Value of `lamda` so that point `(lamda,lamda^(2))` lies between the lines `|x+2y|=3` is

To find the value of \( \lambda \) such that the point \( (\lambda, \lambda^2) \) lies between the lines defined by \( |x + 2y| = 3 \), we start by rewriting the absolute value equation into two separate linear equations: 1. \( x + 2y = 3 \) 2. \( x + 2y = -3 \) ### Step 1: Express the equations of the lines From the first equation, we can express \( y \): \[ y = \frac{3 - x}{2} \] From the second equation, we can also express \( y \): \[ y = \frac{-3 - x}{2} \] ### Step 2: Determine the conditions for the point to lie between the lines For the point \( (\lambda, \lambda^2) \) to lie between the two lines, it must satisfy the following inequalities: \[ \frac{-3 - \lambda}{2} < \lambda^2 < \frac{3 - \lambda}{2} \] ### Step 3: Solve the inequalities #### Inequality 1: \( \lambda^2 < \frac{3 - \lambda}{2} \) Multiply both sides by 2 (note that 2 is positive, so the inequality direction remains the same): \[ 2\lambda^2 < 3 - \lambda \] Rearranging gives: \[ 2\lambda^2 + \lambda - 3 < 0 \] #### Inequality 2: \( \frac{-3 - \lambda}{2} < \lambda^2 \) Again, multiply both sides by 2: \[ -3 - \lambda < 2\lambda^2 \] Rearranging gives: \[ 2\lambda^2 + \lambda + 3 > 0 \] ### Step 4: Analyze the first inequality \( 2\lambda^2 + \lambda - 3 < 0 \) To find the roots of the quadratic equation \( 2\lambda^2 + \lambda - 3 = 0 \), we can use the quadratic formula: \[ \lambda = \frac{-b \pm \sqrt{b^2 - 4ac}}{2a} \] where \( a = 2, b = 1, c = -3 \).
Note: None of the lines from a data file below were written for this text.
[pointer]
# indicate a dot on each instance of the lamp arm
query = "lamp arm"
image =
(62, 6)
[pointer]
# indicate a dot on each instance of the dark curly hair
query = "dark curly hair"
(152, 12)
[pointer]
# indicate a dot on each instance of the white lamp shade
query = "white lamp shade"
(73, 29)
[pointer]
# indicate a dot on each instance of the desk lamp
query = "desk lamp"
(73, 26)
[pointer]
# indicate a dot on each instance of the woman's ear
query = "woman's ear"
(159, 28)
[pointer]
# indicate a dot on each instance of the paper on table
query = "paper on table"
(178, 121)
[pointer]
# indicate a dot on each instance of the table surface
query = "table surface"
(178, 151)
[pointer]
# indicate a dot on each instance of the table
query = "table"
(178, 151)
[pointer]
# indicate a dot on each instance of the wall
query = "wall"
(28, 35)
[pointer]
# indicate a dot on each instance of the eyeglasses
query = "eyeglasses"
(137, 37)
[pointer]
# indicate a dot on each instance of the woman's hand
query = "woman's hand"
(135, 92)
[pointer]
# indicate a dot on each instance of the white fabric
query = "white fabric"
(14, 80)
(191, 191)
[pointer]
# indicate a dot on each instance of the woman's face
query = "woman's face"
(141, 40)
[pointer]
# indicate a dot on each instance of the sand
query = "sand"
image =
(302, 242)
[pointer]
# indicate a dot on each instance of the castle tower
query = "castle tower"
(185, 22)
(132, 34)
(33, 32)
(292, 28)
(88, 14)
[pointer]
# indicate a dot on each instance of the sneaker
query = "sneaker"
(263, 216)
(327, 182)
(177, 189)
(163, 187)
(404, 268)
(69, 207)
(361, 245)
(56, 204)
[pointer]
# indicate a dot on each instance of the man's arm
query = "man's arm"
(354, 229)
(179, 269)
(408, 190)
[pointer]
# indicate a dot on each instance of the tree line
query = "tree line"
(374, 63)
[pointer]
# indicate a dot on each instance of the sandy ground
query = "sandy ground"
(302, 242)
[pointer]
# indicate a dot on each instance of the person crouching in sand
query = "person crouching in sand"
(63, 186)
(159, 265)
Calculating the discriminant: \[ D = 1^2 - 4 \cdot 2 \cdot (-3) = 1 + 24 = 25 \] Thus, the roots are: \[ \lambda = \frac{-1 \pm 5}{4} \] Calculating the roots: 1. \( \lambda_1 = \frac{4}{4} = 1 \) 2. \( \lambda_2 = \frac{-6}{4} = -\frac{3}{2} \) The quadratic \( 2\lambda^2 + \lambda - 3 < 0 \) is satisfied between the roots: \[ -\frac{3}{2} < \lambda < 1 \] ### Step 5: Analyze the second inequality \( 2\lambda^2 + \lambda + 3 > 0 \) The quadratic \( 2\lambda^2 + \lambda + 3 \) has a discriminant: \[ D = 1^2 - 4 \cdot 2 \cdot 3 = 1 - 24 = -23 \] Since the discriminant is negative, the quadratic is always positive for all \( \lambda \). ### Step 6: Combine the results The point \( (\lambda, \lambda^2) \) lies between the lines when: \[ -\frac{3}{2} < \lambda < 1 \] Thus, the final answer is: \[ \lambda \in \left(-\frac{3}{2}, 1\right) \]